Surati Farsan9494 Black Mountain RoadMiramar / Mira Mesa(858) 549-7280
Nothing makes me happier than talking about food while eating food, and when a bartender-friend at a favorite restaurant introduced me and a pal to another regular, we very soon identified him as someone who spoke our shared language. We moved our place settings closer together and immediately started to geek out, telling food stories between bites and sips, exchanging restaurant names and addresses. The conversation turned to Indian food, and a plan for an exploratory dinner was set in motion.
The Little India Center on Black Mountain Road has become a one-stop shop-and-eat hub and was a frequent lunch destination when I used to work nearby. In the years since, the area has turned into quite a fancy strip mall, adding new North and South Indian restaurants and markets. My new food friend and I were familiar with Madras Café, but I suggested Surati Farsan, which also serves vegetarian South Indian cuisine, but here the food comes in small snacks known as chaat. I'd been in once to grab takeout and a menu and was so overwhelmed by the number of dishes and unfamiliar names that I knew some advanced prospecting needed to done before I returned. So I e-mailed another friend who knows his food and asked for some suggestions. I arrived at the restaurant with his list and a printout of the online menu, on which I'd marked everything that sounded delicious. It looked like a remedial student's term paper, covered in circles, notations and exclamation points.
While I waited for my eating partner, I sipped on a chiku shake, a blend of milk and sapodilla, a fruit that tastes like caramelized pears and has a similarly gritty, but not unappealing, texture, while scanning the other tables, matching the most popular dishes to the pictures on my menu. We went up to the counter to order, and the friendly guy at the register was immediately helpful, asking me what I wanted to try and saying that he'd tell me whether I should or not. Dahivada, lentil cakes covered with yogurt, got a slight shake-of-the-head no, but he nodded in the affirmative to most of our other selections.
My friend wanted to try the ragda samosa, two vegetable pockets in a chickpea stew, and I chose the mysore masala dosa, a griddled rice and lentil-batter crepe tucked around a spicy potato filling. It's served with a side of sambar, a soup of vegetables, tamarind and spices that's supposed to be poured on top of the dish, but I like to tear off pieces of the dosa, dip them in the soup and then spoon on a bit of mild and creamy coconut chutney. The idli sambar, fluffy steamed rice cakes paired with the same sambar and chutney, is only thing I wouldn't reorder—I wasn't into their thick, spongy consistency.

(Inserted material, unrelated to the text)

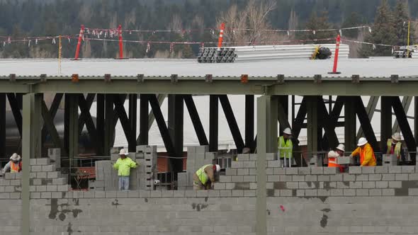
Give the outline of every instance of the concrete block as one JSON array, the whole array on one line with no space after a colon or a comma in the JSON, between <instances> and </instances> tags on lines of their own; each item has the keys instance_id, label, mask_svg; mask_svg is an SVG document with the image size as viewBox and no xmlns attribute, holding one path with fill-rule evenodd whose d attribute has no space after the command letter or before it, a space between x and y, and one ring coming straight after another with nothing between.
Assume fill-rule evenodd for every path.
<instances>
[{"instance_id":1,"label":"concrete block","mask_svg":"<svg viewBox=\"0 0 418 235\"><path fill-rule=\"evenodd\" d=\"M395 180L395 174L382 174L382 180Z\"/></svg>"},{"instance_id":2,"label":"concrete block","mask_svg":"<svg viewBox=\"0 0 418 235\"><path fill-rule=\"evenodd\" d=\"M55 171L55 165L42 166L42 171L43 171L43 172Z\"/></svg>"},{"instance_id":3,"label":"concrete block","mask_svg":"<svg viewBox=\"0 0 418 235\"><path fill-rule=\"evenodd\" d=\"M349 173L351 174L361 174L361 166L350 166L349 168Z\"/></svg>"},{"instance_id":4,"label":"concrete block","mask_svg":"<svg viewBox=\"0 0 418 235\"><path fill-rule=\"evenodd\" d=\"M30 166L31 172L40 172L42 171L42 166Z\"/></svg>"},{"instance_id":5,"label":"concrete block","mask_svg":"<svg viewBox=\"0 0 418 235\"><path fill-rule=\"evenodd\" d=\"M389 173L402 173L401 166L390 166Z\"/></svg>"},{"instance_id":6,"label":"concrete block","mask_svg":"<svg viewBox=\"0 0 418 235\"><path fill-rule=\"evenodd\" d=\"M312 175L321 175L324 173L324 168L321 166L313 166L310 168L310 173Z\"/></svg>"},{"instance_id":7,"label":"concrete block","mask_svg":"<svg viewBox=\"0 0 418 235\"><path fill-rule=\"evenodd\" d=\"M388 181L377 181L376 182L376 188L387 188L389 186L389 183Z\"/></svg>"},{"instance_id":8,"label":"concrete block","mask_svg":"<svg viewBox=\"0 0 418 235\"><path fill-rule=\"evenodd\" d=\"M60 178L61 174L58 171L47 172L47 177L48 178Z\"/></svg>"},{"instance_id":9,"label":"concrete block","mask_svg":"<svg viewBox=\"0 0 418 235\"><path fill-rule=\"evenodd\" d=\"M402 188L402 182L401 181L389 181L389 188Z\"/></svg>"},{"instance_id":10,"label":"concrete block","mask_svg":"<svg viewBox=\"0 0 418 235\"><path fill-rule=\"evenodd\" d=\"M394 188L383 188L382 189L382 196L395 196Z\"/></svg>"},{"instance_id":11,"label":"concrete block","mask_svg":"<svg viewBox=\"0 0 418 235\"><path fill-rule=\"evenodd\" d=\"M356 189L356 196L368 196L368 189Z\"/></svg>"},{"instance_id":12,"label":"concrete block","mask_svg":"<svg viewBox=\"0 0 418 235\"><path fill-rule=\"evenodd\" d=\"M375 166L363 166L363 167L361 167L361 173L374 174L375 173Z\"/></svg>"},{"instance_id":13,"label":"concrete block","mask_svg":"<svg viewBox=\"0 0 418 235\"><path fill-rule=\"evenodd\" d=\"M336 174L339 173L338 167L324 167L324 173L327 175Z\"/></svg>"},{"instance_id":14,"label":"concrete block","mask_svg":"<svg viewBox=\"0 0 418 235\"><path fill-rule=\"evenodd\" d=\"M389 167L388 166L375 166L375 173L389 173Z\"/></svg>"},{"instance_id":15,"label":"concrete block","mask_svg":"<svg viewBox=\"0 0 418 235\"><path fill-rule=\"evenodd\" d=\"M299 175L310 175L310 167L298 167L298 174Z\"/></svg>"},{"instance_id":16,"label":"concrete block","mask_svg":"<svg viewBox=\"0 0 418 235\"><path fill-rule=\"evenodd\" d=\"M286 168L285 169L286 171L286 175L298 175L298 171L297 167Z\"/></svg>"},{"instance_id":17,"label":"concrete block","mask_svg":"<svg viewBox=\"0 0 418 235\"><path fill-rule=\"evenodd\" d=\"M381 196L382 189L381 188L371 188L368 190L368 195L371 196Z\"/></svg>"},{"instance_id":18,"label":"concrete block","mask_svg":"<svg viewBox=\"0 0 418 235\"><path fill-rule=\"evenodd\" d=\"M395 180L397 181L407 181L408 174L396 174L395 176Z\"/></svg>"}]
</instances>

We took turns spooning bites of the affordable snacks, all around $3 each. We both loved the delhi chat, bits of crispy whole-wheat shells mixed with potatoes and chickpeas and topped with a blanket of smooth whole-milk yogurt. I also liked the pani puri, hollow shells filled with a vegetable mixture and come with a cup of cool mint water to spoon inside, and that exceptional dosa, which I'd had there once before and have eaten twice since.
I think we were both excited to have new vocabulary words to add to our food vernacular, and, for once, I didn't miss having meat at a meal because all my flavor and texture needs were fulfilled. As the restaurant closed, we were still talking about food (I have other interests, really, but food ranks first), and I took home leftovers for lunch the next day, making for two vegetarian meals in a row. That's progress, right?